Rubén Palomeque

Personal information
- Full name: Rubén Palomeque Barrera
- Nationality: Spain
- Born: 14 August 1980 (age 45) Barcelona, Spain
- Height: 1.75 m (5 ft 9 in)
- Weight: 57 kg (126 lb)

Sport
- Sport: Athletics
- Event: Steeplechase
- Club: FC Barcelona
- Coached by: Enrique Pascual Oliva

Achievements and titles
- Personal best: 3000 m steeplechase: 8:20.07 (2008)

= Rubén Palomeque =

Spanish steeplechase runner

Rubén Palomeque Barrera (born August 14, 1980 in Barcelona) is a Spanish steeplechase runner. In 2008, he set his personal best time of 8:20.07 by finishing third at the European Athletics Premium Meeting in Heusden-Zolder, Belgium.

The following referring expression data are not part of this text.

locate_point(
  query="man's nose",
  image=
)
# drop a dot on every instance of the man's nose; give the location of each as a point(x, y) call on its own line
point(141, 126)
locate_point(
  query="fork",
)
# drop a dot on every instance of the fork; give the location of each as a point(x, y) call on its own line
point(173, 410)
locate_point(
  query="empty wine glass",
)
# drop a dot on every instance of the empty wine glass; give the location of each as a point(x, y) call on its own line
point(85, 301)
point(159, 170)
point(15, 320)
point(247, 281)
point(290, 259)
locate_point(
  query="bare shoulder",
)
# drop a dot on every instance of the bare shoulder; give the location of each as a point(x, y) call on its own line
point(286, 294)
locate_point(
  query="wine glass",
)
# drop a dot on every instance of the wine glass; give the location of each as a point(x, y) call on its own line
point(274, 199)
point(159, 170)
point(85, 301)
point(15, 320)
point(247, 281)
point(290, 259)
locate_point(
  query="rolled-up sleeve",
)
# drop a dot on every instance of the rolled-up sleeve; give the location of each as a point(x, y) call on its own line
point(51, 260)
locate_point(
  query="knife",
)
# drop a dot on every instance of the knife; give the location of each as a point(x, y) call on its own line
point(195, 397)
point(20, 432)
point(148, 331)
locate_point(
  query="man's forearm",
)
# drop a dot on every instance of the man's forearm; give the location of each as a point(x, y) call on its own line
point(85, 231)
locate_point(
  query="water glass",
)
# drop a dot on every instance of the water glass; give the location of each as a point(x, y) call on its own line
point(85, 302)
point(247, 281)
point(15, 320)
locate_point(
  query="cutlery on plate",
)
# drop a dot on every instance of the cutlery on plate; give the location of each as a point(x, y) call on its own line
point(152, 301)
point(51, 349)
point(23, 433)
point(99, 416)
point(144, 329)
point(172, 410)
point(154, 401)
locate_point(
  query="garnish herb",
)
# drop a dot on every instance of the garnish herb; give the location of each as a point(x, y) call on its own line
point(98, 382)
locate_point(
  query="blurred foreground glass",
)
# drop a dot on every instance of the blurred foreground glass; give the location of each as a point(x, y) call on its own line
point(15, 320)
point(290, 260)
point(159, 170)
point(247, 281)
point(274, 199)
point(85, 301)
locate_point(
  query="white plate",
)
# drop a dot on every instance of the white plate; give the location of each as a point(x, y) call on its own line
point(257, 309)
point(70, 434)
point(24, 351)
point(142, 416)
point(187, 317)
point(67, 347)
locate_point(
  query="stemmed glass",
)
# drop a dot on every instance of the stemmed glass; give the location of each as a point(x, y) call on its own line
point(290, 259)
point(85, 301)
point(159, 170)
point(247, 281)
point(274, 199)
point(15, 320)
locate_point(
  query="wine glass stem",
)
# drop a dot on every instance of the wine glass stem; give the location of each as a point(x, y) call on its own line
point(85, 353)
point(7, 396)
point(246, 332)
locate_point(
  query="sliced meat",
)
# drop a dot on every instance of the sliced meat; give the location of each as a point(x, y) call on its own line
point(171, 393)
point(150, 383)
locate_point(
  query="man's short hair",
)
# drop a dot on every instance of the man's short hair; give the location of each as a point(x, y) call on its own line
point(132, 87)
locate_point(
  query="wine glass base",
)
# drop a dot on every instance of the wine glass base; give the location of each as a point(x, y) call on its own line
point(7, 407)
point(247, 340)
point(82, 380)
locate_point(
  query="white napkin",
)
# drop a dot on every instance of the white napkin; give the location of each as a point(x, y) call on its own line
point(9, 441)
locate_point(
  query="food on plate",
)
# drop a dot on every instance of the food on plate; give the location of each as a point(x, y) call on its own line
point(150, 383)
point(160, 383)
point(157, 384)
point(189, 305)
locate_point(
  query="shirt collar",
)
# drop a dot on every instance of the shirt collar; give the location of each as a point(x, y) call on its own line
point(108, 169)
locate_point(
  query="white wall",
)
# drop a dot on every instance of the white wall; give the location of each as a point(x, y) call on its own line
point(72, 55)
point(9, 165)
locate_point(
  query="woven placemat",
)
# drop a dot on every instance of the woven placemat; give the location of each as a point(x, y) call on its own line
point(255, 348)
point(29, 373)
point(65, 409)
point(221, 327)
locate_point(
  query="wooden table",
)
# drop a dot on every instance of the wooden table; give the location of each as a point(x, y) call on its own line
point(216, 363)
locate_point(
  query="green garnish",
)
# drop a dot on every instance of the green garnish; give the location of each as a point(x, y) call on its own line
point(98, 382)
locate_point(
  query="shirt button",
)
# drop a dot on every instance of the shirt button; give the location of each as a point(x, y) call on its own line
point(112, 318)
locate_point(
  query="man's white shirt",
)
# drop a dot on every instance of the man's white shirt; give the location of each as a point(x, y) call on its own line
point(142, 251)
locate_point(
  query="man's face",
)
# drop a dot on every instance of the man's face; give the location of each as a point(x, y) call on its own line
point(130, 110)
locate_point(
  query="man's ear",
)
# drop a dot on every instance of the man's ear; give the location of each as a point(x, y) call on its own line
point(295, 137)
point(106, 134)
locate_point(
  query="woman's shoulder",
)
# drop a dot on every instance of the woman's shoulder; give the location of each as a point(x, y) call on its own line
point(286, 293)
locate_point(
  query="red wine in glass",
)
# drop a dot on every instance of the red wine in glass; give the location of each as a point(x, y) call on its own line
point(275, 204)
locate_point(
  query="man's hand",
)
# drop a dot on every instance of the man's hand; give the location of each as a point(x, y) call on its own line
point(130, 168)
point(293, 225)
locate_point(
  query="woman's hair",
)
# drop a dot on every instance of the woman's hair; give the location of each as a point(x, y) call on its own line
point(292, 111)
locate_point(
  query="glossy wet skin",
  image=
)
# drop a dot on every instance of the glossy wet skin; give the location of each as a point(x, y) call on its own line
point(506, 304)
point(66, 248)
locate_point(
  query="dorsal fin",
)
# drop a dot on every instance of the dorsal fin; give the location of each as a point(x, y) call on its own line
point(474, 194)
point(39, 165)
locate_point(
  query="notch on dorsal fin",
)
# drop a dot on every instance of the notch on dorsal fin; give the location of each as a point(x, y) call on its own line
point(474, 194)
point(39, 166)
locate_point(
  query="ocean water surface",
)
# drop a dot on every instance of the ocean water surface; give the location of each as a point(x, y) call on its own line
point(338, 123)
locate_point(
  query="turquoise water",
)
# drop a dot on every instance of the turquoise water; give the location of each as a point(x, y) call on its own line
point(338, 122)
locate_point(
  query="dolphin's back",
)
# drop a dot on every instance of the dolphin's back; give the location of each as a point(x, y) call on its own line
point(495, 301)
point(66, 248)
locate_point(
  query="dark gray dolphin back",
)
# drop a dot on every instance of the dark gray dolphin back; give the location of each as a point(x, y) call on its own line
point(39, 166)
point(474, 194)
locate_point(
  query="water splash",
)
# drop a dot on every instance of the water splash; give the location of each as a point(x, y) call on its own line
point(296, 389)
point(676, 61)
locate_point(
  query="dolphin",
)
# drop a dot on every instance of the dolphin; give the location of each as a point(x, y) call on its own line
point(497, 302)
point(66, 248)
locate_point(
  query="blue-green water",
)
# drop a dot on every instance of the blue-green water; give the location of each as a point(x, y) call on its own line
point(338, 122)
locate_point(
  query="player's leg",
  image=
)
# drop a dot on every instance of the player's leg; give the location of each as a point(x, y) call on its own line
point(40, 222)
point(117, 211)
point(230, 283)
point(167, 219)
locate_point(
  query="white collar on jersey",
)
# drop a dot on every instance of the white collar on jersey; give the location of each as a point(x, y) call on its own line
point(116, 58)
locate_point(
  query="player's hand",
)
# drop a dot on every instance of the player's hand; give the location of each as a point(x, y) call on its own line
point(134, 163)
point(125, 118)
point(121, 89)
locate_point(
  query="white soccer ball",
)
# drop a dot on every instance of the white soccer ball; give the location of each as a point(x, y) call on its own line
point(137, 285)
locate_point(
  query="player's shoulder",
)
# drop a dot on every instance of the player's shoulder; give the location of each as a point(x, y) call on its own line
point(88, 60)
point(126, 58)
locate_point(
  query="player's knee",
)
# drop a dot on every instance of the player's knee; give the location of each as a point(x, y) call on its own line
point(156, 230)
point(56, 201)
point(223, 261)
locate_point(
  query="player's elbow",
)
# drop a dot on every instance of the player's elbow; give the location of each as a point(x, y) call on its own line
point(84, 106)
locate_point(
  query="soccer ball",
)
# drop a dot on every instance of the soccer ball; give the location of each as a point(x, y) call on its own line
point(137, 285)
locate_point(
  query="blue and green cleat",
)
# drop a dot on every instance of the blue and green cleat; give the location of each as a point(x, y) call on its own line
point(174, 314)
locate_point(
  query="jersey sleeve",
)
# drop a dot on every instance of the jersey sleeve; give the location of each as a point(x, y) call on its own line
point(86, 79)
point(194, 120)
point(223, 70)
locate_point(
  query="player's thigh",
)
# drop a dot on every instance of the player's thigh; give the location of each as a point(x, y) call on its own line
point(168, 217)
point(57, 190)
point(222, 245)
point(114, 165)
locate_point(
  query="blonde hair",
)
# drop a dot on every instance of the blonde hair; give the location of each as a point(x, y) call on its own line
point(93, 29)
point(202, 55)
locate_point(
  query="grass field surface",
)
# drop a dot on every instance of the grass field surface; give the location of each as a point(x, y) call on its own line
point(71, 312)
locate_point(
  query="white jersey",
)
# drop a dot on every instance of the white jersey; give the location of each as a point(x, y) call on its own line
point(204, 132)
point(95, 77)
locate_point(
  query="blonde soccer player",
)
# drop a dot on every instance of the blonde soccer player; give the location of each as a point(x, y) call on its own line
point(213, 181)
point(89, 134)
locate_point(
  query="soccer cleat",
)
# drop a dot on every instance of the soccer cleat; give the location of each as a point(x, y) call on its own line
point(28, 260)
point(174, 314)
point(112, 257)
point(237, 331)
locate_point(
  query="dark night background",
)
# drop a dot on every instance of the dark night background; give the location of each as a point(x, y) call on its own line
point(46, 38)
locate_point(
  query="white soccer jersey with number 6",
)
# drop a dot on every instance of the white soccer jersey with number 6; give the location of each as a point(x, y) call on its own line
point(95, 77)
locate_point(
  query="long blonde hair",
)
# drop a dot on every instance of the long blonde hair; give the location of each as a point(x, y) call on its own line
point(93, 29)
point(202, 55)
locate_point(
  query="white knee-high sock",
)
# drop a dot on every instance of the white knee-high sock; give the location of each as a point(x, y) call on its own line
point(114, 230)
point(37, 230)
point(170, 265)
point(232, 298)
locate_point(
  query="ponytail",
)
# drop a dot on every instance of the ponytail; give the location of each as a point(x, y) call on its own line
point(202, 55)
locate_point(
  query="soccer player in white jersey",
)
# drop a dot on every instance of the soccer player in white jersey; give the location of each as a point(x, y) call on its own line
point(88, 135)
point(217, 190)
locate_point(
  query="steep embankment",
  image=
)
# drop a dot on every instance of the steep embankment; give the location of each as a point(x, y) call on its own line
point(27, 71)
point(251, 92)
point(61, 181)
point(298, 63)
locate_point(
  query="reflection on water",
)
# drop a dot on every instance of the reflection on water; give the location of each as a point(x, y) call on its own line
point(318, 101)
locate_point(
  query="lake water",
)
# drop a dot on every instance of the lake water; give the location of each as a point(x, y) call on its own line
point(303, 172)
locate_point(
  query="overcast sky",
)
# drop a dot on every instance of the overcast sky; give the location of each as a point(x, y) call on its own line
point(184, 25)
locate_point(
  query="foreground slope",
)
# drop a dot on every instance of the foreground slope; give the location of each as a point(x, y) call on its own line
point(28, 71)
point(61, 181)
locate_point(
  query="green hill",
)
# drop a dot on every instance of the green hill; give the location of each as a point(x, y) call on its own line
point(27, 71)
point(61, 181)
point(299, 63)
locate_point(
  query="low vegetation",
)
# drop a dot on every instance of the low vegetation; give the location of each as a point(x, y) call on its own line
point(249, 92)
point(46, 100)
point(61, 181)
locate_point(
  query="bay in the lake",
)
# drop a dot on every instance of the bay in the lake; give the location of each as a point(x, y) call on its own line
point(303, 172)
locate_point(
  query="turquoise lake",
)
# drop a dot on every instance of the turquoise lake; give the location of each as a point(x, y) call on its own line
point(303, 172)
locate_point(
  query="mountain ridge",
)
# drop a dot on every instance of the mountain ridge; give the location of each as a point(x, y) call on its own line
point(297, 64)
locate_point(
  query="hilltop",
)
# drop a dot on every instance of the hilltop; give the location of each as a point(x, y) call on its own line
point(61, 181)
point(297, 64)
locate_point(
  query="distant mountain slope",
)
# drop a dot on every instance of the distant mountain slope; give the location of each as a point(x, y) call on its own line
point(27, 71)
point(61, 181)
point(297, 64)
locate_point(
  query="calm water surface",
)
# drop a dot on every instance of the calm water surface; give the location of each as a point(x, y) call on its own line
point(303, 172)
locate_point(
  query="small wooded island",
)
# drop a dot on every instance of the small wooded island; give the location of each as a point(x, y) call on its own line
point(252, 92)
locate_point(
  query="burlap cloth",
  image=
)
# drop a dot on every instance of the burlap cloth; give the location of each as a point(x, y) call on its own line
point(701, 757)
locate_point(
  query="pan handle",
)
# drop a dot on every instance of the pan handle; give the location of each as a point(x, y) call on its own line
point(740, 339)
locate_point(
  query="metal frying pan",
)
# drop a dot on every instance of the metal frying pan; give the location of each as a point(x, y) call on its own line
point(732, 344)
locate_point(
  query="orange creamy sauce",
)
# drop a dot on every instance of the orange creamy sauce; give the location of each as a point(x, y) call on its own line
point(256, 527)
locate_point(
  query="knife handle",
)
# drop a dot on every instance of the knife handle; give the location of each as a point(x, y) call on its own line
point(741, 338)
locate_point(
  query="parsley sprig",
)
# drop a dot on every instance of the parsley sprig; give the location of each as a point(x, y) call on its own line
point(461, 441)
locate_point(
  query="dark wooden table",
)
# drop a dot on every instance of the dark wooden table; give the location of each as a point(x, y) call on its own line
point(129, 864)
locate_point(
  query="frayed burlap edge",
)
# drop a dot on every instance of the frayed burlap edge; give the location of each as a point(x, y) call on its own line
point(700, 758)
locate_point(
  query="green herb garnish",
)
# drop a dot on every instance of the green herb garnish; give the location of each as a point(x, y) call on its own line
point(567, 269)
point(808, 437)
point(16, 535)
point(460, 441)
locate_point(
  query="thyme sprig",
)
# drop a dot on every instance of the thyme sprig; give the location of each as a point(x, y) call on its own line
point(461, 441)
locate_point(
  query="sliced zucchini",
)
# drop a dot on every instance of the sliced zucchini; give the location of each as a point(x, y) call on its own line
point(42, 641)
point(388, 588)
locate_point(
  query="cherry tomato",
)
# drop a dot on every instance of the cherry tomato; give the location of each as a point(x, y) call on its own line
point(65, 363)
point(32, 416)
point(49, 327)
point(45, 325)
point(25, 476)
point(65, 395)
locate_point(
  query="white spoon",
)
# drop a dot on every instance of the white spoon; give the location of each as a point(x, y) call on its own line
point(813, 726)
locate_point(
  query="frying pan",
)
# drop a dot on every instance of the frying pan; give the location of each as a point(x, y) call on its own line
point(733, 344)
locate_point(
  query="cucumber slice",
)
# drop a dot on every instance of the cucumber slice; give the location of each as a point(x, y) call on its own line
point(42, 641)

Palomeque represented Spain at the 2008 Summer Olympics in Beijing, where he competed for the men's 3000 m steeplechase, along with his compatriots Eliseo Martín and José Luis Blanco. He ran in the first heat against twelve other athletes, including France's Bouabdellah Tahri and Kenya's Brimin Kipruto, who eventually won the gold medal in the final. He finished the race in twelfth place by nineteen seconds behind Portugal's Alberto Paulo, outside his personal best time of 8:58.50. Palomeque, however, failed to advance into the final, as he placed thirty-sixth overall and was ranked farther below four mandatory slots for the next round.

Palomeque is a member of Club Atletico FC Barcelona, being coached and trained by Enrique Pascual Oliva.